Rachel reluctantly obeyed his signal, turning the wheel in the direction he was pointing, dismayed and irritated that she had to detour from the only route she knew to Logan Street. She didn’t recognize the name of the street she had entered, and she didn’t want to get too far removed from the route with which she had become familiar, so she peered through the snow for the first left turn that would take her to her original route, along which she had followed the taxi driver. However, after turning in and out of streets for several minutes, she realized she was hopelessly lost and there was nothing she could do except keep driving until she came into more familiar surroundings.
She drove down a long, narrow street, realizing instinctively that she was
getting farther away from the route to the apartment. In a last desperate effort to retrace her steps, she turned the car to the right, onto a broad, straight road that she instantly recognized for the second time that day.

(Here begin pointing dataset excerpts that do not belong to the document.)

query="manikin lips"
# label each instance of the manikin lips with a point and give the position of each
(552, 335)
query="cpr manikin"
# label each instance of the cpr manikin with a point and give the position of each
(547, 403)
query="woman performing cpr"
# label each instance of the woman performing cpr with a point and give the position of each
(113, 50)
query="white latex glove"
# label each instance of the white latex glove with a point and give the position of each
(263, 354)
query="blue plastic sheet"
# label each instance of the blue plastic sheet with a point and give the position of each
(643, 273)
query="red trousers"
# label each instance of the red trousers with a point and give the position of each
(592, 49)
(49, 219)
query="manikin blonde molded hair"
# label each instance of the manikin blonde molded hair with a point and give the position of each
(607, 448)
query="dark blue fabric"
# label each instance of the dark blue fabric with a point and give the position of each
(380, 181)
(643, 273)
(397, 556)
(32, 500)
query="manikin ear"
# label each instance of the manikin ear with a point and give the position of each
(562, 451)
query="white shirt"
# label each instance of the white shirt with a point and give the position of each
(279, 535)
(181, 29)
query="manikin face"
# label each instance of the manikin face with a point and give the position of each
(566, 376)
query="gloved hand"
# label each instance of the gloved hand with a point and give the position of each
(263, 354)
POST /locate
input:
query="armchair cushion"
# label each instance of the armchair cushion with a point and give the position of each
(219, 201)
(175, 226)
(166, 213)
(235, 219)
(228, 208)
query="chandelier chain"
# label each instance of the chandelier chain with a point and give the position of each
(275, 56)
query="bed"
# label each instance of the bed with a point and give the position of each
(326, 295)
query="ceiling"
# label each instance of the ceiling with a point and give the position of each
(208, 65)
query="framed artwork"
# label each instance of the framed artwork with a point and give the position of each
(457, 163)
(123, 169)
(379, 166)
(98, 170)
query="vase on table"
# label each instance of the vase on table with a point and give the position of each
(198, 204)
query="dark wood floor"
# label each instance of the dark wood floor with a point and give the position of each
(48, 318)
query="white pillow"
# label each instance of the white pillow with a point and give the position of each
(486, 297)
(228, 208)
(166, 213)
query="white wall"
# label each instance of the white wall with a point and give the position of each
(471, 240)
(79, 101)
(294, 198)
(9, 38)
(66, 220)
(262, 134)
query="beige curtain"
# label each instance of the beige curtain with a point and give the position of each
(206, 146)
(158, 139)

With a sigh of relief, she realized that she was on Mill Road once again, with the river running beside it. She knew her way now, and could retrace the route back to the apartment. In a moment she would be passing the bridge and the little church.
Ah! The little church! Thinking about it gave her such a nice feeling. She would come back to that little church and say thank you. Perhaps she and Aaron would stand on the bridge again some day and look at the water swirling on its way to the Gut.
As if conjured up by the image in her mind, the little bridge suddenly appeared in her view, and on the bridge a figure silhouetted against the snow-covered spruce beyond. Rachel gasped. The hunched-over form was Aaron. Even from that distance she could see he was shivering violently from the cold. She thought of the parka that lay folded on the back seat as she brought the car to a stop and shut off the engine.
She softly closed the car door, holding the parka over her arm, and walked toward the steps of the bridge, knowing full well what she was going to do, exactly as she knew what she was going do in front of the social worker. He did not turn to greet her or indicate in any way that he was aware of her presence.
“Aaron!” She called to him softly, but he still did not turn around. He remained slumped over the rail of the bridge, his head still bowed toward the river, his body shaking with the cold. She came close behind him and, without speaking, draped the parka over his shivering body. She then came beside him, resting her elbows on the railing of the bridge, looking out over the river toward the Gut, feeling glad that he was there. He kept his head bowed, staring down at the turbulent water, his voice detached and steady above the noise of the river.